National Front Points to France's Third Way After Regional VoteGregory Viscusi and Helene Fouquet
Hollande's Socialists relegated to third place behind Sarkozy
Elections were held amid high security with army patrols
Marine Le Pen’s victory in the first round of France’s regional elections suggests that voters have moved beyond a rejection of the mainstream parties to embrace her party’s nationalist and anti-immigration policies.
That shift toward acceptability for Le Pen’s National Front opens the way to a three-party system in France, making it tougher for Socialist President Francois Hollande and his Republican rival Nicolas Sarkozy to claw their way back.

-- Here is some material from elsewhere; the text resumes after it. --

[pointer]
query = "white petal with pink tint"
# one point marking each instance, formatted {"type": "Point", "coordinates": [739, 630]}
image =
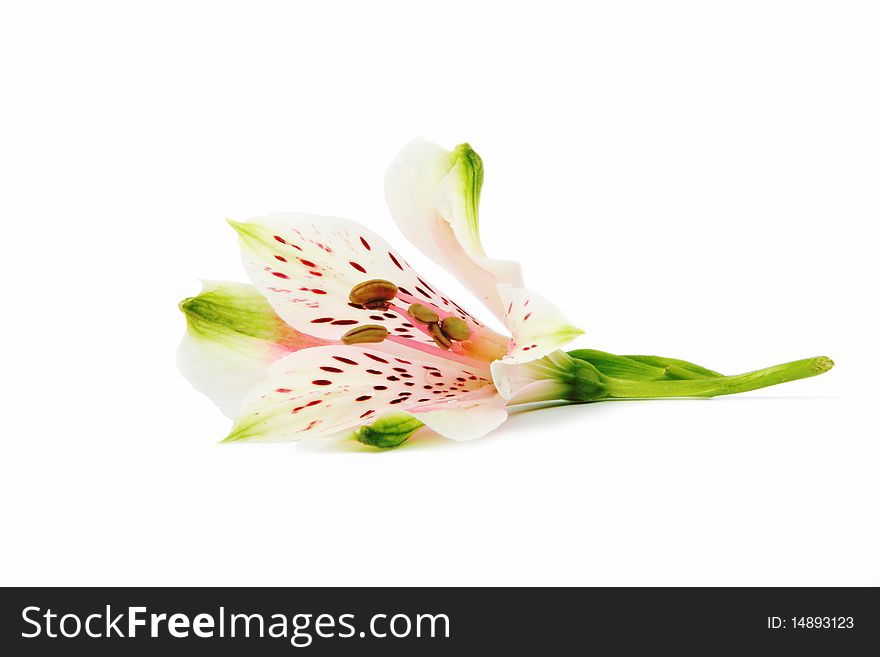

“Voters have begun to see the National Front as an alternative to the Republicans or the Socialists, as a third way,” said Yves-Marie Cann, head of political research at Elabe polling institute in Paris. “While there is an element of protest in choosing the National Front, some French people are looking for politicians who respond to their demands on the economy, security, immigration and identity -- anti-Islam in the main.”
The National Front is leading in six of France’s 13 regions after attracting about 6 million votes in Sunday’s nationwide elections on a platform of opposition to immigration and the euro while highlighting unemployment and security concerns. Though the power of French regions is mostly limited to infrastructure spending, attracting foreign investment and tourism promotion, regional government provides both a local base and a national platform for the victors.
With almost almost three in 10 voters supporting Le Pen’s party, the ballot assumed greater significance both since it was the first national electoral test for Hollande since the Paris attacks, and the last before the presidential elections in April 2017.
“Marine Le Pen had an acceptable presidential result, a decent showing in the local elections, then an excellent European election -- and now this,” Jean-Yves Camus, a researcher at Iris, a French political research institute, said at a conference in Paris Monday. “We are now definitely in a three-party system after years of being a two-party country.”
All the same, National Front candidates may not succeed in all the regions where they place first. The Republicans and the Socialists have larger pools of potential voters in the east and the southwest and the showing for Le Pen’s party may mobilize other voters to turn out on Dec. 13 for the second round, according to Cann of Elabe.
In the south and the north, where the National Front is leading by more than 10 percentage points, the Socialist Party said Sunday that it would withdraw its candidates in the second round to block Marine Le Pen and her niece, Marion Marechal Le Pen. Polls suggest the National Front could win control of two regions for the first time: Nord-Pas de Calais in the north and Provence Cote-d’Azur in the south.
Sarkozy Stands Out
Held amid tight security, with policemen and soldiers patrolling the streets of Paris and bag searches at the entrance to polling stations, the election offered a snapshot of approval for Hollande’s attempts to marshal a united front against Islamic State. While his party didn’t suffer the defeat many anticipated, it also didn’t show any obvious signs of benefiting from his rise in popularity to the highest in almost three years.
Nicolas Sarkozy, the former president who heads the Republicans, may have the most to rue after Sunday’s first round. Taken together, votes for the Socialists and potential allies such as the Greens amounted to 35 percent; for the Republicans and allies, it was about 33 percent.
“A low score for the ruling party, the Socialists, was to be expected,” said Joel Gombin, a researcher on the National Front at Picardie University in northern France. “But the real thing that stands out in these elections is the poor national score of the Republicans.”
For Le Pen, the toughest tests may be yet to come. The National Front has to take at least two regions to claim victory and then demonstrate success at running them, according to Camus, who forecast that the Dec. 13 second-round results will be the major test for her 2017 presidential ambitions.
Whatever the outcome, Marine Le Pen has taken another step out from under her father Jean-Marie Le Pen’s shadow and toward acceptability, according to Sylvain Crepon, a professor of sociology at the University of Tours. Creating a network of local candidates deemed electable is “part of her normalization of the party,” said Crepon.
“For 20 years we have accepted the ideas of the National Front in our political discourse and rejected the people from the National Front,” Crepon told reporters Monday. “Maybe we have to consider whether that has to change.”